Jorge Merizalde, un compañero de travesuras juveniles me llamó a las cuatro y veinticinco de la tarde de un catorce de enero de mil novecientos ochenta y dos para invitarme a la función vespertina en el Teatro Reina Plaza, que era una de las salas de cine de moda por aquella época en Bogotá, cuando ir a ver cine en la pantalla grande, en gratas compañías, era uno de los programas favoritos de todo los humanos.
Su llamada fue tan corta que no alcancé a preguntarle por el nombre de la película que veríamos, pero tratándose de Jorge y de su reconocida pasión por el séptimo arte no dudé que sería una buena cinta; además estábamos en los tiempos en que se avecinaba la entrega anual de los premios de la academia y las principales salas de la ciudad estaban atestadas de publico viendo las películas nominadas; así que me dispuse a cumplirle la invitación a mi gran amigo Jorge con la convicción de que iba a ser una tarde muy divertida.

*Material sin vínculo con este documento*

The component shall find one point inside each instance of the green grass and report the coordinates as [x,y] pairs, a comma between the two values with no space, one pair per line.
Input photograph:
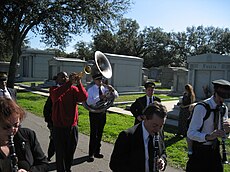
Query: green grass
[175,146]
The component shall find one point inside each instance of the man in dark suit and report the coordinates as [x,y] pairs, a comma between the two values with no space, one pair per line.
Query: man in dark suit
[4,90]
[138,106]
[141,148]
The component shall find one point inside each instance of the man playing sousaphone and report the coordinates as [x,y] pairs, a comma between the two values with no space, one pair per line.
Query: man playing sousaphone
[98,95]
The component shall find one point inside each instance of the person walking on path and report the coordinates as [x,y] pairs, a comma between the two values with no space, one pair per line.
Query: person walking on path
[205,132]
[142,148]
[65,118]
[97,93]
[138,106]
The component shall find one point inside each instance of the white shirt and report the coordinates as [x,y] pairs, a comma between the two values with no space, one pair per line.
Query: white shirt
[93,94]
[197,121]
[6,93]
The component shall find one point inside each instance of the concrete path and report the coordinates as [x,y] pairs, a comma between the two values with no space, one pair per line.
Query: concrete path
[80,163]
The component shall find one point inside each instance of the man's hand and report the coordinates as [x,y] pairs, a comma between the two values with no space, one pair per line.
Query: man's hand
[74,78]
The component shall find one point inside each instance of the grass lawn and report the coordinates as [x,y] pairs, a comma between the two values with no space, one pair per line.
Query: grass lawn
[176,147]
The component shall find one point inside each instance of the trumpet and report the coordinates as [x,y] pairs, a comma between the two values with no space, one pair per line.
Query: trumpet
[87,70]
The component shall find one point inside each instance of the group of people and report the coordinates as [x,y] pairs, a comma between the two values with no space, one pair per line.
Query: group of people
[202,123]
[139,148]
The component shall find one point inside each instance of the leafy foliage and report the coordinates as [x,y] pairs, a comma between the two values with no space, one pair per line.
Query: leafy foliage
[55,20]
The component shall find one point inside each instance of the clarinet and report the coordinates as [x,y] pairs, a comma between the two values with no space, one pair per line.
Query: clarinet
[13,156]
[224,152]
[156,152]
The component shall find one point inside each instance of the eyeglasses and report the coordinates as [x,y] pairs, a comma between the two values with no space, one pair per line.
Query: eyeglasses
[14,126]
[224,95]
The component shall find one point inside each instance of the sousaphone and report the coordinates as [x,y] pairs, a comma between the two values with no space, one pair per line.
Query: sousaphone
[103,67]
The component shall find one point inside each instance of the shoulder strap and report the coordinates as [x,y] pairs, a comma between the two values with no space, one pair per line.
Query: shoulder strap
[208,112]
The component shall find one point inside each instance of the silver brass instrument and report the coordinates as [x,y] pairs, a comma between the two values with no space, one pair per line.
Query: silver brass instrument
[103,67]
[224,152]
[13,156]
[87,70]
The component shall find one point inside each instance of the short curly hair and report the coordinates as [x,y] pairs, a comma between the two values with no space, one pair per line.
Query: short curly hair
[8,107]
[155,108]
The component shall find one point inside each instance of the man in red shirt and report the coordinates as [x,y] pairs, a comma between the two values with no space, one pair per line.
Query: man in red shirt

Recuerdo muy bien que ese día no llovió y el sol aunque tímido se asomó todo el día, lo que invitaba a salir de casa, además era sábado; lo que no me emocionaba era la cantidad de gente que quizás estaba haciendo cola para entrar a ver la película; no me equivoqué, cuando llegué al teatro en el emblemático sector de Chapinero no cabía una alma más en los andenes de la calle, ni en la entrada del renombrado teatro; era tanto el tumulto que no alcanzaba a ver ni siquiera los carteles que anunciaban la película.